Pep Guardiola console Phil Foden peu après le coup de sifflet final. The elimination lasts for Manchester City, who qualified for the final at the 89th minute, although they were 1-0 after the match ended 4-3.

Action Images via Reuters

Chez nous aussi, on sait bien que cela ne doit pas arriver parce que l’on n’arrête pas de le répéter week-end après week-end. De l’entraîneur aux replacements en passant par le préposé à la buvette, tout le monde s’accorde à le dire… Mais, malgré toutes les recommandations d’usage, cela arrive quand même en 4e ou en 5e ligue, parfois même plus haut dans la pyramide des catégories de jeu.

Chacun peut raconter le souvenir de l’incroyablement renversement d’une équipe inscrivant deux buts dans les dernières secondes alors qu’elle était encore menée 1-0 sur sa pelouse quelques plus tot. Ce n’est pas frequent mais cela peut arriver. Et lorsque cela se produit, on what autant le charactère de l’équipe qui n’a jamais lâché, y ayant cru jusqu’au bout, que l’on stigmatise le manque de concentration des defenders adverses, têtes en l’air au point de ne plus savoir pourquoi ils sont là.

More than that on voit generally plutôt sur nos campagne terrains, le plus souvent devant quelques éparpillées, est arrivé mercredi soir en mondovision à Madrid sur la pelouse de Bernabeu in demi-finale return of the Ligue des champions. Un incroyable dénouement, to the measure of that which is double affrontement de folie (3-4, 3-1 ap).

Dans le rôle de la victime (pour le moins consentante), a Manchester City estimant avoir déjà posé 9 orteils – et peut-être même les deux pieds – au Stade de France, théâtre de la finale du 28 mai. C’était oublier, erreur fatale, qu’en face, il y avait ce Real capable de tout, y compris de rendre possible l’impossible, ce dont la Maison-Blanche a fait sa spécialité.
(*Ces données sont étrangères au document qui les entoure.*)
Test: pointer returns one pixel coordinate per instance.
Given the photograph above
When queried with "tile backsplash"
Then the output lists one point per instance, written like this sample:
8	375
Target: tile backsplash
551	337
After they played against PSG in the quarterfinals and Chelsea in demi, the Merengue ont remis couvert against the Citizens, lesquels are retrouvés piégés comme l’aurait été une 5e ligue vaudoise alors qu’ils n’en avaient juste pas le droit.

Dramatic intensity

Tous les coaches du monde vous le diront: se prendre deux buts à la 90e, en moins de temps qu’il n’en faut pour les encaisser, ne devrait pourtant jamais arriver, encore moins dans ces circonstances-là. More the stars of City ont commis le peché d’orgueil et des erreurs habitually attributed to footballeurs du dimanche matin. A trop vouloir jouer à tout prix au point de galvauder le 2-0 de la sécurité à moreieurs reprises, les Citizens, convaincus à tort que rien ne pouvait les detourner du but, in ont oublié de gérer correctly l’acquis.

Service for the hors-norme performance of Courtois et de son soulier de géant sur l’arrêt capital de la 87e minute, l’incroyable exploit nous a renvoyés à nore condition d’amateurs d’émotions que seul le sport sait offer dans une intensité apparently dramatic. C’est sans doute là la beauté universelle du football, qui s’impose autant lors d’une grandiose demi-finale des Champions qu’en inferieures series. Quand l’irrationnel s’invite jusqu’à proposer un ascenseur émotionnel hors du commun.

«Je ne me croyais pas en finale, nous en étions proches. Mais ils savent écrire l’histoire, il faut les féliciter»

Pep Guardiola, manager of Manchester City

Ce sera donc le paradis parisien – et de délicieuses retrouvailles avec Liverpool – pour le Real. The sick and curée pour City, trouvant moyen to transform a succès that l’on serait accordé à qualifier de merit en couac indigne parce qu’inadmissible. Demeuré très worthy dans la défaite, Pep Guardiola n’allait pas chercher d’excuses nor faux-fuyants in rendant hommage aux vainqueurs. «Je ne croyais pas en finale, nous en étions proches, devait-il agree devant les médias. Mais ils savent écrire l’histoire, il faut les féliciter…” Et le manager des sky blues de lâcher cet aveu résonnant comme une sanction définitive. «Ensuite, il ya eu ces deux minutes…» 120 seconds of a total black-out.

La classe des perdants renvoyait au bonheur contagieux des finalistes. La magie du foot comme elle peut être vécue là-bas et ici, à Madrid comme à Tolochenaz, Puidoux-Chexbres ou Gimel.

Leave a Reply

Your email address will not be published.